Кнехты добежали. Увидали своего мёртвого, разозлились, побили в закрытую дверь, пробовали сломать — не вышло. Лаяли, как псы, перед мясом, что не достать. Двое подставили руки, подкинули третьего на дерново-соломенную крышу. Тот, как хорь, её разгрёб, выломал поперечину, прыгнул внутрь, приземлился хищно, справно, с мечом наголо перед дрожащей добычей. И замер! Из его собственной выи сзади кпереди, да изо рта, со стуком выбивши зуб и разодравши губу, выторкнулись вилы… с кровью… И упал, соскальзывая с вил, у ног дрожащей девушки. Любава подняла чёрные глаза на Тулю. Снаружи ещё кричали недолго. Поняли в чём дело. Подпёрли двери, чтоб не выйти, обкидали соломой и подпалили хлев. Хорошо загорелось, как везде ныне горело по жаре. Кнехты постояли немного, полаяли ещё и пошли дальше по своим грабительским делам.
Любава, вдыхая спускающийся дым, схватила заступ и стала разгребать ход под стену наружу, который выкопали дети ради игры, чтоб взрослые не видели, а она их наругала и обратно засыпала наскоро.

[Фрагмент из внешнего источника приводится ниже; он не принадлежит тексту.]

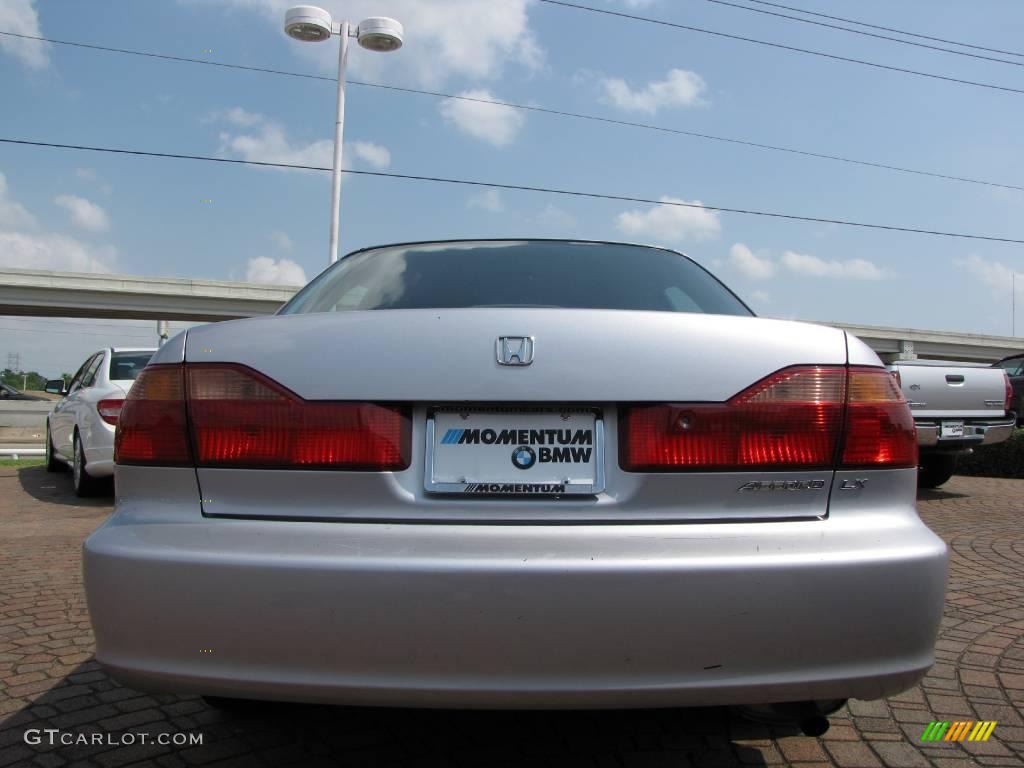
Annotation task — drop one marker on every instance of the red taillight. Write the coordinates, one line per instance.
(794, 419)
(239, 418)
(791, 419)
(152, 426)
(110, 410)
(242, 419)
(879, 424)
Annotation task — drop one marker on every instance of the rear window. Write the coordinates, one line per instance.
(127, 366)
(516, 273)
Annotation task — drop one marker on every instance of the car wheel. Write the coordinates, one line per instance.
(85, 484)
(52, 463)
(935, 469)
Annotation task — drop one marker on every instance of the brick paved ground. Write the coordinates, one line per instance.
(49, 680)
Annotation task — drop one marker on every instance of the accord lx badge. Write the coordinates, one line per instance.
(514, 350)
(782, 485)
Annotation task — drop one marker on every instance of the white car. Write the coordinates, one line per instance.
(80, 429)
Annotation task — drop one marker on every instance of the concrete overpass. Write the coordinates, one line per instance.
(42, 293)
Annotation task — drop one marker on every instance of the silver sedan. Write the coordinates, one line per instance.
(517, 474)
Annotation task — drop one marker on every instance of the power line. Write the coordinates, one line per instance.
(74, 333)
(548, 111)
(888, 29)
(524, 187)
(834, 56)
(866, 34)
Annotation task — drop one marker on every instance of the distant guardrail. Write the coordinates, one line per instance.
(25, 413)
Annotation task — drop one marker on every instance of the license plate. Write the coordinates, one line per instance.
(515, 453)
(952, 429)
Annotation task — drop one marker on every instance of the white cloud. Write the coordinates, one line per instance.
(12, 214)
(24, 246)
(84, 213)
(492, 123)
(20, 16)
(268, 142)
(371, 154)
(471, 39)
(671, 222)
(282, 240)
(283, 272)
(815, 267)
(680, 88)
(488, 200)
(49, 251)
(238, 116)
(749, 263)
(995, 274)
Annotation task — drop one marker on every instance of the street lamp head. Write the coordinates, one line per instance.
(380, 34)
(308, 24)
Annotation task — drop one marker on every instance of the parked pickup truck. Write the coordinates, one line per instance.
(955, 408)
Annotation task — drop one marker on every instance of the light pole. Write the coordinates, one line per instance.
(312, 25)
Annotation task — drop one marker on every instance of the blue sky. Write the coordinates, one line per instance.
(82, 211)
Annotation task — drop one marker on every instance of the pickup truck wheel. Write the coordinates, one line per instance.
(935, 469)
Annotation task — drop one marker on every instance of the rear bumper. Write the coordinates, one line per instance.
(518, 615)
(98, 446)
(975, 433)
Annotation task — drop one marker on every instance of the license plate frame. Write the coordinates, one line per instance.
(950, 429)
(438, 477)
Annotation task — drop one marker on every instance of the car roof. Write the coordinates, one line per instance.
(583, 241)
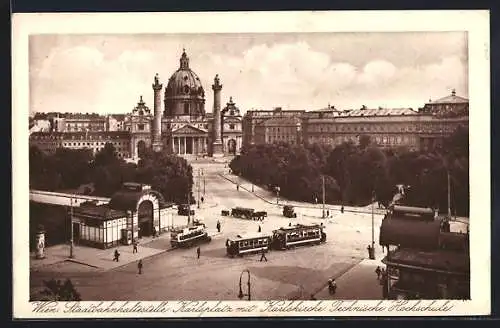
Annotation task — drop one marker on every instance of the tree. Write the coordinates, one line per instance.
(55, 290)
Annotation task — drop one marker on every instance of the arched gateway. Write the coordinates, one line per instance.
(143, 205)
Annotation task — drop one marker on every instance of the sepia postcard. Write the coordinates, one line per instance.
(246, 164)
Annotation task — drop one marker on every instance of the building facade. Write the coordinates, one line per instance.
(425, 260)
(394, 127)
(133, 212)
(182, 127)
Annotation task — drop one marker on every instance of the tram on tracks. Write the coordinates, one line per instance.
(247, 244)
(189, 236)
(297, 235)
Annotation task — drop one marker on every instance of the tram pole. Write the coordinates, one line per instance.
(189, 209)
(372, 252)
(71, 255)
(198, 185)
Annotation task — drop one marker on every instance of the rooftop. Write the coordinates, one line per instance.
(445, 260)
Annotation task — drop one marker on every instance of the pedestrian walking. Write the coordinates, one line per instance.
(378, 272)
(139, 266)
(332, 286)
(263, 255)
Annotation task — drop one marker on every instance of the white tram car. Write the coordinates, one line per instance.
(190, 236)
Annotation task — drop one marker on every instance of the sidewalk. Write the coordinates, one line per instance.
(101, 258)
(358, 283)
(270, 197)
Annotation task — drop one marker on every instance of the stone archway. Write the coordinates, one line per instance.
(145, 215)
(231, 146)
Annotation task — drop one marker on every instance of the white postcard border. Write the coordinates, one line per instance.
(476, 23)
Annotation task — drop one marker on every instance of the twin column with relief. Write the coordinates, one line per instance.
(156, 131)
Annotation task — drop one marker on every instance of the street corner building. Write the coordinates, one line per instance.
(183, 127)
(425, 260)
(132, 212)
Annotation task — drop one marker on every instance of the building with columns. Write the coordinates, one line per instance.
(181, 127)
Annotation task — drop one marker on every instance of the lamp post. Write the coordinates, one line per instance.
(372, 251)
(71, 255)
(131, 216)
(241, 294)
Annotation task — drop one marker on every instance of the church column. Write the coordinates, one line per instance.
(217, 149)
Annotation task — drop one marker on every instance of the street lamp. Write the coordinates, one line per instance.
(241, 294)
(71, 255)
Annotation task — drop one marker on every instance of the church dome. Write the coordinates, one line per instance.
(184, 94)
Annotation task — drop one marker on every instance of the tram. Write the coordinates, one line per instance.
(190, 236)
(247, 244)
(297, 235)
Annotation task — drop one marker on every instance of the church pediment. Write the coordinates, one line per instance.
(189, 130)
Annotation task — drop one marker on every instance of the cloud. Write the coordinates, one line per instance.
(290, 74)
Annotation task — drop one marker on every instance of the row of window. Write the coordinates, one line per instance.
(422, 127)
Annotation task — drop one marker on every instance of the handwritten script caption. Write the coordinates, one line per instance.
(225, 308)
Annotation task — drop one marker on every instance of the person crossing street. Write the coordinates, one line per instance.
(139, 266)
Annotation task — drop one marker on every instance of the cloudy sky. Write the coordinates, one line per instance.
(108, 73)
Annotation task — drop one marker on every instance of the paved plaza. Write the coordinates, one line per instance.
(178, 274)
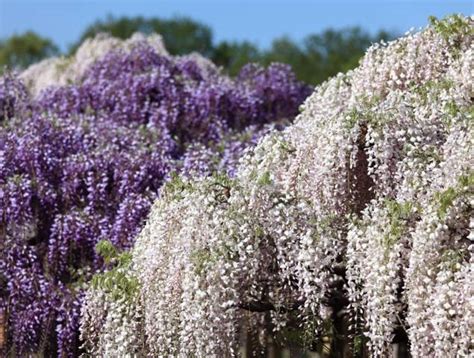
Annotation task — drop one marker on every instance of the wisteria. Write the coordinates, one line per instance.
(85, 147)
(348, 232)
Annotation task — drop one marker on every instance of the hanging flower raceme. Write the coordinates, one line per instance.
(82, 160)
(357, 219)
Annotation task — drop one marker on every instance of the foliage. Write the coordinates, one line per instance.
(355, 231)
(83, 162)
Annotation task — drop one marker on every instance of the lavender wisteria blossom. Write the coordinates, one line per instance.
(352, 228)
(82, 160)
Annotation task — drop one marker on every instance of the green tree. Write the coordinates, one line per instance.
(20, 51)
(181, 34)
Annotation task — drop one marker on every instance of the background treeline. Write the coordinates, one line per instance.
(314, 59)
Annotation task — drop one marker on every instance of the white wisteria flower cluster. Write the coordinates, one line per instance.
(359, 217)
(61, 71)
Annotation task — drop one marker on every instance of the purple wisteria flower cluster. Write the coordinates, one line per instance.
(83, 162)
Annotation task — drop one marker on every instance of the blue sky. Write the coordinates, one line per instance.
(259, 21)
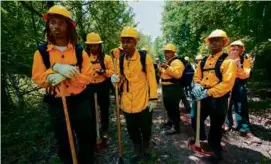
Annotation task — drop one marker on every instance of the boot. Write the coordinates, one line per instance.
(146, 150)
(173, 130)
(216, 157)
(137, 150)
(167, 125)
(251, 137)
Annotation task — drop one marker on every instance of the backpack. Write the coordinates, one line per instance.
(143, 55)
(100, 60)
(188, 73)
(217, 66)
(46, 58)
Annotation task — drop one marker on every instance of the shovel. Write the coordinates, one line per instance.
(68, 125)
(99, 143)
(195, 145)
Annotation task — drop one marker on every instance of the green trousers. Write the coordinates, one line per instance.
(216, 108)
(82, 124)
(239, 103)
(139, 126)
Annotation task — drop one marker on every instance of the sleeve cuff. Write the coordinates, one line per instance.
(153, 99)
(209, 93)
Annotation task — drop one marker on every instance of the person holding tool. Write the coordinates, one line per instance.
(135, 75)
(102, 66)
(172, 91)
(239, 92)
(213, 80)
(63, 68)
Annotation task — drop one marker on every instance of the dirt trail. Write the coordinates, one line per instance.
(174, 149)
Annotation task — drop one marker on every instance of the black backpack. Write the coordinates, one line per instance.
(46, 58)
(217, 66)
(143, 55)
(100, 60)
(188, 73)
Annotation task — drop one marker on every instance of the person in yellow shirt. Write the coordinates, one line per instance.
(139, 92)
(59, 65)
(239, 92)
(170, 72)
(213, 80)
(115, 53)
(102, 67)
(198, 59)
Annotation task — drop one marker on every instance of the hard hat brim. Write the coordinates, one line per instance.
(46, 16)
(136, 38)
(207, 40)
(99, 42)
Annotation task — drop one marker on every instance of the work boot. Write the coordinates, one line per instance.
(227, 128)
(146, 150)
(167, 125)
(206, 148)
(137, 156)
(216, 157)
(251, 137)
(173, 130)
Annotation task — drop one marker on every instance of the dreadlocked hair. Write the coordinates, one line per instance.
(101, 54)
(71, 33)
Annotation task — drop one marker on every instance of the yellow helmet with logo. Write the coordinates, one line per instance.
(129, 32)
(199, 57)
(169, 47)
(59, 10)
(145, 48)
(237, 43)
(217, 34)
(93, 38)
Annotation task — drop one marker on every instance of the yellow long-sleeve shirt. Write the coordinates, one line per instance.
(71, 86)
(244, 71)
(142, 86)
(173, 71)
(96, 66)
(209, 80)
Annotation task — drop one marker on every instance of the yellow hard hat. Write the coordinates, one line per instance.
(93, 38)
(169, 47)
(199, 57)
(145, 49)
(59, 10)
(120, 46)
(237, 43)
(129, 32)
(218, 34)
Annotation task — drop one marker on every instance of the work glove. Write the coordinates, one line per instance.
(115, 78)
(55, 78)
(164, 65)
(66, 70)
(203, 95)
(152, 105)
(197, 89)
(101, 71)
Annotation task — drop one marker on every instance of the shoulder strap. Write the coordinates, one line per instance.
(143, 56)
(45, 55)
(218, 65)
(175, 58)
(121, 62)
(202, 63)
(102, 60)
(79, 55)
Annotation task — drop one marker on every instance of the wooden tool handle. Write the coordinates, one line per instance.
(197, 143)
(68, 125)
(97, 117)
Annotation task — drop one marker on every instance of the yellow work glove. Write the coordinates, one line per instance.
(152, 105)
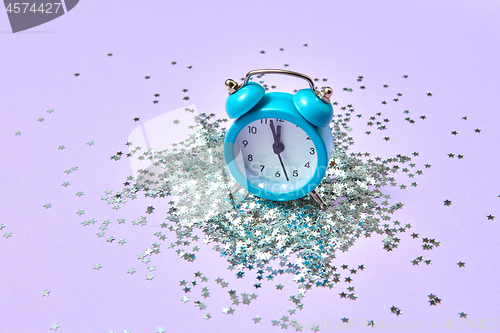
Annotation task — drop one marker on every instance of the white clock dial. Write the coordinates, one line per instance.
(280, 162)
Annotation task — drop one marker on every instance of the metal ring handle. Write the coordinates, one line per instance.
(279, 71)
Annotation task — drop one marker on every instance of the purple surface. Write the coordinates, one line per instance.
(449, 48)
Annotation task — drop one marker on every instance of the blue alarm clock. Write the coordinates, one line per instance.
(279, 146)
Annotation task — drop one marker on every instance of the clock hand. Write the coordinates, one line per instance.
(278, 146)
(283, 168)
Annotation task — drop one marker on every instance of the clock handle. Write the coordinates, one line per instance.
(323, 95)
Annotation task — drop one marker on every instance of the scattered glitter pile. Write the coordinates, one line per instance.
(295, 237)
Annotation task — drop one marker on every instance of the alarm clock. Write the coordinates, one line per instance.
(279, 145)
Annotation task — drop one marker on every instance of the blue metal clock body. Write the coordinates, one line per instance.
(275, 148)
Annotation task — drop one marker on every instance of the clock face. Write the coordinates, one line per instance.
(275, 155)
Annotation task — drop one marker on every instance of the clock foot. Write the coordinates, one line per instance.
(319, 200)
(235, 189)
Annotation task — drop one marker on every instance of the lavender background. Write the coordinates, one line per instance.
(449, 48)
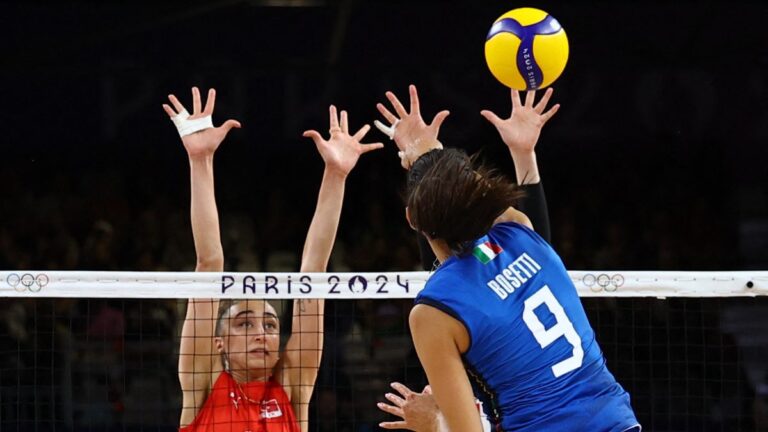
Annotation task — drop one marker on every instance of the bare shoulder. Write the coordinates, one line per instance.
(432, 323)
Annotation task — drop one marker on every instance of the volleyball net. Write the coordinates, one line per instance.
(88, 351)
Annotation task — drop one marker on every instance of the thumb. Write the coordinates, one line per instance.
(314, 135)
(439, 119)
(228, 125)
(491, 117)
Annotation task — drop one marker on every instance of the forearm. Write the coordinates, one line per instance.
(325, 222)
(526, 168)
(204, 215)
(534, 203)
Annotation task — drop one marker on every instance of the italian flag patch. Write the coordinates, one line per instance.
(486, 252)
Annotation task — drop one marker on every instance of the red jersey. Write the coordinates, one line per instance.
(259, 406)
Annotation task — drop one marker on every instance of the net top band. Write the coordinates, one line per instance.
(385, 285)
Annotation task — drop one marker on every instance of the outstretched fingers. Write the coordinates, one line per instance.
(196, 105)
(439, 118)
(229, 124)
(530, 95)
(344, 122)
(370, 147)
(334, 119)
(393, 425)
(361, 132)
(515, 99)
(176, 104)
(549, 114)
(314, 135)
(402, 389)
(399, 108)
(414, 99)
(492, 117)
(168, 110)
(391, 118)
(210, 103)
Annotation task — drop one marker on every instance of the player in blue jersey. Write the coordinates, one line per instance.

Тулька дрожала, потерянно глядя на кнехта, на его меч, лежащий у её ног, на мычащую в дальнем углу корову, на сосущего вымя телёнка, на потрескивающие жерди, скользящий дым, на летящий из под стены песок, на мокрую от слёз и пота Любаву, как она рвёт жилы, махая заступом, и, иногда только, сдавленный крик вырывается у неё из груди…
Жара сегодня пошла на убыль. Но до сумерек было ещё далеко. Мальчик бежал вдоль небольшой лесной дорожки, подгоняя сестричку, пока та упала и заплакала. Плакала не сильно, а скулила тонко дрожащим голосочком. Мальчик схватил худенькую девочку на закорки и побежал дальше. Выдохся через версту. Спрятались в кустах. Лежали клубочком на земле. Девочка дрожала, уткнувшись братику в грудь, а братик, обхватывая её руками, и сам дрожал от страха.
Проскакала пара находников на конях — видно, закончили свои дела в деревне, осматривали дороги.
Стемнело. Мальчик знал дорогу на Белую Вежу. Они не раз ездили туда с отцом. Но ехать на телеге — одно, а пешком — Белая Вежа здорово далеко. Идти по лесу вдоль дороги уже плохо получалось, всё время приходилось спотыкаться. Дети пошли по дорожке.
Взялся дуть, откуда ни возьмись, ветер. Он крепчал, порывами останавливал с поднятой для шага ногой, отбрасывал назад. Одинокие капли дождя тяжёлые почти как медяки, прилетали из неизвестной высоты. Тучи скрадывали почти всякий свет. После жары сначала было долгожданно и приятно, но вскоре сделалось совсем зябко. Видно было плохо, но глаза привыкают, всё-таки видно. Надо было идти дальше, и сделать с этим ничего было нельзя. Постепенно стемнело совсем, и только неясные отблески на небе позади детей обозначали, что где-то не очень далеко могли бы быть люди. Отблески и громы отдалённой грозы провожали детей в пути.